# Mapmaking Discussion & Philosophy (WIP/Critique) > Board Game Mapping >  Wargame Map- Anzio (WiP)

## timallen

I have started work on another map for White Dog Games.  This is a redesign of an existing map for a game on the Anzio landing in Italy, 1944.  Here is a look at the original map.  Its not bad...but they figured I could punch it up a notch.

----------


## timallen

Here is the map I have been working on.  The designer wanted to add a fair number of charts and things on the side.  I have simply cut and pasted them on as placeholders for now, except for the Combat Resuts Table, which I have already redone.

I used techniques learned from tutorials here to do the mountains and to do the coastlines, which I love.

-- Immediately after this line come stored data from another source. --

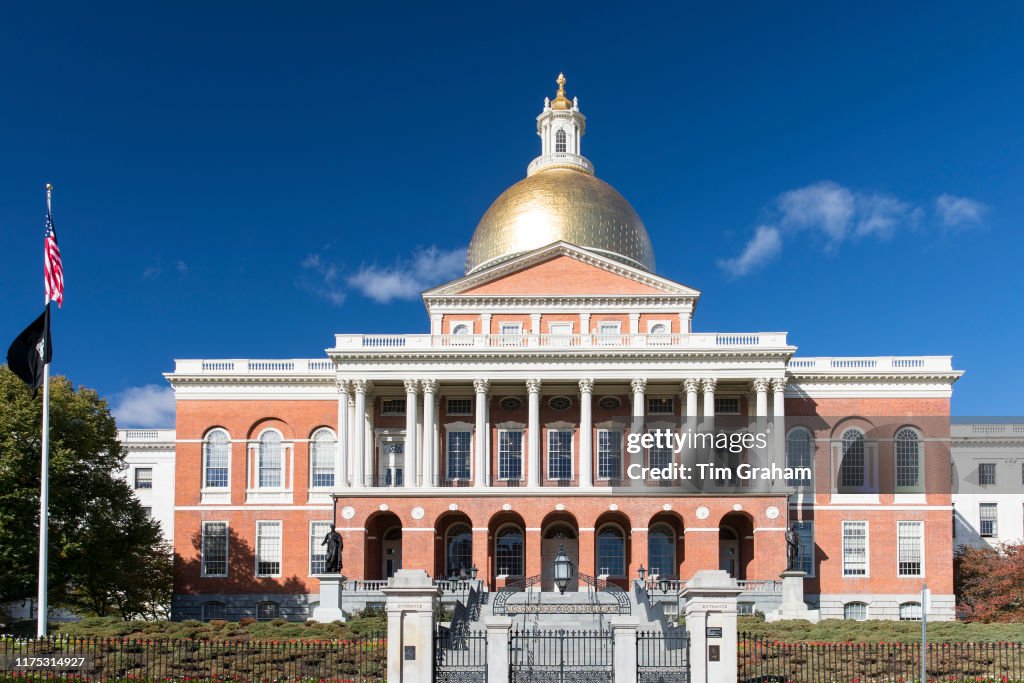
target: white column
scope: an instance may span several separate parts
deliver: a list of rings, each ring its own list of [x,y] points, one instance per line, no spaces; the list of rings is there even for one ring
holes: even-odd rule
[[[352,396],[352,384],[347,379],[338,380],[338,450],[334,455],[334,487],[348,486],[348,402]]]
[[[640,314],[630,313],[629,314],[629,333],[640,334]]]
[[[697,417],[697,392],[700,381],[688,377],[683,380],[683,393],[686,395],[686,417]]]
[[[594,380],[580,380],[580,486],[594,485]]]
[[[423,485],[433,486],[437,468],[434,466],[434,401],[437,398],[437,380],[425,379],[423,385]]]
[[[754,391],[757,393],[757,417],[768,417],[768,380],[764,377],[755,379]]]
[[[638,617],[612,617],[612,671],[614,683],[633,683],[636,680]],[[665,641],[663,641],[665,642]],[[662,653],[666,656],[667,653]]]
[[[430,334],[441,334],[441,314],[431,313],[430,314]]]
[[[487,485],[487,391],[491,383],[486,379],[473,380],[473,391],[476,392],[476,448],[473,449],[473,483],[475,486]]]
[[[645,394],[647,392],[647,380],[643,378],[636,378],[629,383],[630,389],[633,391],[633,423],[630,426],[630,431],[634,434],[642,434],[644,431],[644,415],[647,412],[647,405],[645,403]],[[644,452],[641,450],[638,453],[633,453],[629,456],[630,465],[644,465]],[[626,472],[629,470],[627,469]],[[643,479],[628,479],[626,472],[622,473],[622,477],[628,480],[628,486],[643,486]]]
[[[705,377],[700,381],[700,385],[704,390],[704,417],[713,418],[715,416],[715,388],[718,386],[718,380],[714,377]]]
[[[530,394],[529,424],[530,433],[529,467],[526,469],[526,485],[540,486],[540,389],[539,379],[526,380],[526,390]]]
[[[590,314],[580,313],[580,339],[583,345],[590,344]]]
[[[480,334],[491,333],[491,314],[481,313],[480,314]]]
[[[405,380],[405,485],[419,486],[419,449],[416,447],[416,417],[419,407],[420,381],[418,379]]]
[[[356,453],[359,451],[356,449],[356,394],[355,385],[349,382],[349,394],[348,394],[348,438],[345,440],[345,447],[348,449],[345,452],[345,463],[348,466],[348,478],[349,485],[355,485],[355,471],[356,464],[355,458]]]
[[[363,452],[366,443],[366,390],[369,383],[365,379],[352,380],[355,390],[355,415],[352,420],[352,487],[366,486],[366,470]]]
[[[540,334],[540,313],[530,314],[530,334]]]
[[[373,432],[373,408],[376,401],[376,396],[373,393],[373,385],[371,384],[366,392],[366,412],[363,413],[363,420],[366,421],[366,440],[363,442],[363,472],[365,473],[366,480],[371,484],[376,483],[373,477],[376,474],[376,466],[374,457],[377,449],[377,440]]]
[[[786,382],[785,377],[776,377],[772,380],[772,429],[775,430],[775,440],[772,453],[772,462],[785,465],[786,460]],[[811,453],[813,454],[813,450]]]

Hmmm...now that I am looking at the jpeg, I'm not loving the three toned mountains.  Probably need to dump the middle mustardy coloured layer.

----------


## Riggamorphus

I like the Hex border built into the edges.  Really neat.  The mountains are just right and the mustard color doesn't bother me, it sets it apart.  But maybe a brown or purple color if you still need options.

----------


## Steel General

Coming along nicely...heckuva improvement over the original.

----------


## Aval Penworth

yeah, this looks cool. I'd ask to play a game if I saw the board on your coffee table.

----------


## JosepM

Very nice, can show what Tutorials read for obtain these results or a little step by step? I want redesign one old map from a game and I like this style..

Salut,
Josep

----------


## timallen

Sorry: I completely missed this!

Tell you what- the next time I start in on a game map, I will try to create some tutorials as I go.

----------